The physics in 4x4 EVO 2 are relaxed from reality, making a compromise between an arcade racer and a realistic sim, with the emphasis on the former. You'll get a great sense of speed as you hurtle down hills in the fog, with your truck rocking every which way as you bang over the rough terrain. Unfortunately, the game's physics are beset with frustrating oddities that can really detract from your enjoyment of the game. Trucks seem to stick to each other as if they had giant Velcro sheets glued to their sides. If you barely touch another truck, you'll slow dramatically. This is a major problem, given the AI drivers' tendency to bang into you all the time.

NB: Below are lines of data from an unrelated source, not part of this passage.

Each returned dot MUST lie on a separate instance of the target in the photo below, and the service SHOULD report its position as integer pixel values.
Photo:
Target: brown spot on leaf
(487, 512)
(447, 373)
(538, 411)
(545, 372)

Worse, you can smash through small trees with no consequences, but a chain-link fence or little rock can stop you cold when you slam into it at 100mph. While some objects magically bring you to an instant halt, you can literally bounce off a parked plane on an airstrip. When you're roaring around a track and trying to dodge vicious competitors, it can be extremely hard to guess in an instant what that upcoming something-or-other in the road might do to you. Can you drive over it with no consequences, or will it knock you out of first place?
Equally odd, you simply can't damage the trucks in this game. Do whatever you want to them, and they still seem to drive fine and look as if they just came off the showroom floor. In fairness, the licensing auto manufacturers surely don't want to see their precious beauties all mangled in what amounts to an advertising deal with the game developer and publisher. Still, driving off a mountain or landing on top of a truck after leaping off a sand dune should at least put a dent in your vehicle.
4x4 EVO 2 supports force feedback out of the box, unlike its predecessor, which required a patch to enable it. The force feedback setup options only allow you to change the raw force and spring strength, so if you want to fine-tune the feedback, you'll need to exit the program and handle it through your controller software. Either way, the force feedback effects are strong but only give you a generic sense of riding over rough terrain instead of a better read on any subtle forces acting on your truck.
4x4 EVO 2 offers a few simplified tuning options, though not enough to make a true gearhead happy. This simplification has its advantages, though. Unlike the hard-core racing sims that require you to tweak numerous settings to control over- or understeer, 4x4 EVO 2 features a single handling slider that lets you easily select more of either one. No matter how you tweak your truck, though, this is not a subtle game--you can pretty much mash the accelerator to the floor most of the race, and that will serve you well enough.
If it weren't for all 4x4 EVO 2's inconsistencies and little problems, it would be a great racing game. As it stands, it still manages to be a pretty good one. The environments are diverse and beautiful, and the races give you a real sense of throwing caution to the wind and driving like a merry madman. The career mode offers plenty of goodies to purchase with your winnings, though it's questionable how much you'll notice whatever difference they make as you launch over hills and rumble across rocks. Either way, if you want wild off-road racing, 4x4 EVO 2 usually delivers, warts and all.